The dream of meeting Diego Maradona stayed with me for many years, but I never imagined that first time I would see the legend face-to-face would be at Dubai Central Jail.
It was a Tuesday morning of December 2011, when I went to Al Awir Central Jail to cover the closing ceremony of the “World Cup” tournament organised for inmates at the centre.
Dubai Police made a promise to journalists about a special guest coming to present the medals to the winning team. When he arrived, I thought my eyes were deceiving me at first but that really was the legendary Maradona wearing a navy blue shirt and walking with police officials to the main stage of the ceremony.
I fell in love with football watching Maradona on television during the 1986 World Cup in Mexico. To the Argentine people, Maradona is a celestial deity. For me and other football fans, he is the player we all wish we could have been.
Image Credit: Ali Al Shouk/Gulf News
Watching Maradona in front of me gave me goosebumps. It was one of the best moments of my life. I stood a few metres away alongside the inmates trying to shake his hand. Some struggled to have a close look at the legend of football. For the inmates, having Maradona anywhere nearby would have been enough. But to have the legend kick-off their ‘World Cup’ final and present the medals made prison life a lot brighter, at least for an afternoon.
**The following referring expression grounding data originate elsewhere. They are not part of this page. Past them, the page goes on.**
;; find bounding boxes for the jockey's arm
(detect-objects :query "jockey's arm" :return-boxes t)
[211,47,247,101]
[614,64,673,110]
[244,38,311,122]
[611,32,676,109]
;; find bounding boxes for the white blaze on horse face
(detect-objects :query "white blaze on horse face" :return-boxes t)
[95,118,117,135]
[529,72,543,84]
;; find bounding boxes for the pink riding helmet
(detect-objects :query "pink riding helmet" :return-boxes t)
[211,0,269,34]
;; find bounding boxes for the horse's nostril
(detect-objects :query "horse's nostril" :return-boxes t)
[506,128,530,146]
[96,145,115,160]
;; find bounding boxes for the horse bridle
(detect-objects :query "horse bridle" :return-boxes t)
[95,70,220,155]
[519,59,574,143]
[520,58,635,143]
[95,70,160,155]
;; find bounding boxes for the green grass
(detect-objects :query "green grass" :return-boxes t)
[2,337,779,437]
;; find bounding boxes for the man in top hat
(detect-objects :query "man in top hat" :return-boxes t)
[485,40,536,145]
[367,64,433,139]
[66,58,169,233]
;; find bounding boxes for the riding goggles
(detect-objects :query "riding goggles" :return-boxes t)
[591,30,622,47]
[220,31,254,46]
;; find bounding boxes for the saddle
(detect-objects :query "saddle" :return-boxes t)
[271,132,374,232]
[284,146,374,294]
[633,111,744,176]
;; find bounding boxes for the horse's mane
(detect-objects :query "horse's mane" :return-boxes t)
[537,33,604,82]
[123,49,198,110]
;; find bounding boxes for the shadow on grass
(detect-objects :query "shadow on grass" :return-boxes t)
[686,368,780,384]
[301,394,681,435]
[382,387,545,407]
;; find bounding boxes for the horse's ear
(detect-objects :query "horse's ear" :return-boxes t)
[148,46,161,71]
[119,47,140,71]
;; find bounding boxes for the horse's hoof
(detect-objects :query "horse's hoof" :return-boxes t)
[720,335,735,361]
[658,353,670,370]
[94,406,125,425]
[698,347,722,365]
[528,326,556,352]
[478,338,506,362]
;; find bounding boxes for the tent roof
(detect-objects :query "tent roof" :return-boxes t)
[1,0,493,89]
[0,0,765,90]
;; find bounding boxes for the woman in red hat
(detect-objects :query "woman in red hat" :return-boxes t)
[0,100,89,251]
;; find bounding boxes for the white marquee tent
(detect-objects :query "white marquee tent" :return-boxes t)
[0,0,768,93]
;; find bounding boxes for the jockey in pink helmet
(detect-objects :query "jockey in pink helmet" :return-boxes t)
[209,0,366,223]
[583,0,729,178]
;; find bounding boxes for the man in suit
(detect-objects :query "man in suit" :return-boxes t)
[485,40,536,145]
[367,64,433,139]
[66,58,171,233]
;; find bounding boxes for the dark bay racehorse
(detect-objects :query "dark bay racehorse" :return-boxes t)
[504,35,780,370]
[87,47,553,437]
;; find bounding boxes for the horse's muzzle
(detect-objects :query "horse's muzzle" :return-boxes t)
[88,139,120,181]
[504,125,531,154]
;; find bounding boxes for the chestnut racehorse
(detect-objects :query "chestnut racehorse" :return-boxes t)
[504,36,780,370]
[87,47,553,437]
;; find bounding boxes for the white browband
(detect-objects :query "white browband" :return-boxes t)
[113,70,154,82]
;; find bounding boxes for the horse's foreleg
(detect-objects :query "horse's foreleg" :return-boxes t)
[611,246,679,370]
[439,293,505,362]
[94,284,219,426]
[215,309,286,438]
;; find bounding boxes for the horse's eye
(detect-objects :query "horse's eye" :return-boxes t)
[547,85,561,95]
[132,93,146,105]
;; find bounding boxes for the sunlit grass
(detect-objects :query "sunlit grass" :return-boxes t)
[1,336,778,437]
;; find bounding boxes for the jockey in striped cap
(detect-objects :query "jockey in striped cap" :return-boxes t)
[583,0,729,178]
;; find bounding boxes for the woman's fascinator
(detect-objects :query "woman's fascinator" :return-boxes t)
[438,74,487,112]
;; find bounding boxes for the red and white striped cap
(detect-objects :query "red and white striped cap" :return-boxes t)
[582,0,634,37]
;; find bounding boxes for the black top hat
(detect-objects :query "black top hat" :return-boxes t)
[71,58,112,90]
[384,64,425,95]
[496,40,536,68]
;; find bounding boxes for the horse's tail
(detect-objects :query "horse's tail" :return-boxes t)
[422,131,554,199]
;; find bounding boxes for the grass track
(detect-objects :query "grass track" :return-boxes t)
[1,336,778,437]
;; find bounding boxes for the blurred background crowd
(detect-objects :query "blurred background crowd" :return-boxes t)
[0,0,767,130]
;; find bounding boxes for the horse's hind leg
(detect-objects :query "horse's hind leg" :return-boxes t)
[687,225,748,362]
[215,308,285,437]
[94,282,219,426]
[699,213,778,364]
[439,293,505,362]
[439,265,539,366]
“We all might commit mistakes but it is possible, after getting out, to look to our lives and future in a better light,” Maradona told the prisoners in a speech before the kick-off. “There is not a better way than football to give a better feeling of the future.” After nine years of that speech, I was at home watching TV, when I received a notification on my smartphone that the legend had passed away.
There are certain footballers that transcend the beautiful game, mere mortals who watch football see them as fictional beings. I remembered one of the inmates that I interviewed after the legend left the prison’s yard that day. He told me: “It is impossible to define the indefinable. Diego is eternal.”